Published: 29 Dec 2013 - 09:46 am | Last Updated: 28 Jan 2022 - 08:06 pm

PARIS: Workers at Total’s Gonfreville refinery in France agreed to end a strike, the last of five sites to halt a walkout that began two weeks ago and affected more than half of the country’s refining capacity.
A large majority of striking workers at the 247,000-barrel-per-day (bpd) refinery in Normandy, France’s largest, voted to end the work stoppage, a union official said. “We took note of the end of the movement at La Mede and Feyzin and we decided to stop the strike,” Jacky Pailloux, head of the Sud union at Gonfreville, said.
Striking workers, led by the CGT union, have been locked in a pay dispute with Total, which has refused to reopen talks after other unions approved a deal this month.
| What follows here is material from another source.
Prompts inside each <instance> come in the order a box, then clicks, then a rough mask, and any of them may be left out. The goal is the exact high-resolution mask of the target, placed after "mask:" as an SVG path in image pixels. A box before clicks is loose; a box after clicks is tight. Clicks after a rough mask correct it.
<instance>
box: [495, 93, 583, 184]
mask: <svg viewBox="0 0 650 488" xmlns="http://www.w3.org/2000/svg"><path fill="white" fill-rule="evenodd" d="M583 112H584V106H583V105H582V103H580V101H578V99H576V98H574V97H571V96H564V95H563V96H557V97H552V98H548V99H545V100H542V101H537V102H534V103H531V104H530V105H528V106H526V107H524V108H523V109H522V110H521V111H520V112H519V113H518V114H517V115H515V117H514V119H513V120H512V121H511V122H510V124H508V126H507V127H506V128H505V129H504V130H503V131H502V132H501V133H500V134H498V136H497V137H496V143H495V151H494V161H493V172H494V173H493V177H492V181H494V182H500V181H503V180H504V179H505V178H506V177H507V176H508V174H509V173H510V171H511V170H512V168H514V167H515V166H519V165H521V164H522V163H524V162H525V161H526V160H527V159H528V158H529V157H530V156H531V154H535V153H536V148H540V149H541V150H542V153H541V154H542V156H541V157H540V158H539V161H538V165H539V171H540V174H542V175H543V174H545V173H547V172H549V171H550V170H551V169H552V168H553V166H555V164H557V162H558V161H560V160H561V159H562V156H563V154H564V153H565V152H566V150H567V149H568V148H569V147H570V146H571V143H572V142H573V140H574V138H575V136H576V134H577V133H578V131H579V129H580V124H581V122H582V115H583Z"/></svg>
“Workers’ demands remain. It’s not an amnesty,” Pailloux said.
A Total spokeswoman had said earlier in the day that workers at the 153,000 bpd La Mede refinery near Marseille had also decided to resume work. Workers at the 109,000 bpd Feyzin refinery near Lyon agree to end their strike on Thursday.
The strike began to crumble on Sunday when workers agreed to return to work at Total’s Donges plant in western France.
Total said the walkouts at the refineries, which produce mainly gasoline and diesel for motorists, had not threatened fuel shortages like those seen during a large-scale refinery strike in 2010.
Total operates five of France’s eight oil refineries. The three plants not run by Total were not affected by the strike.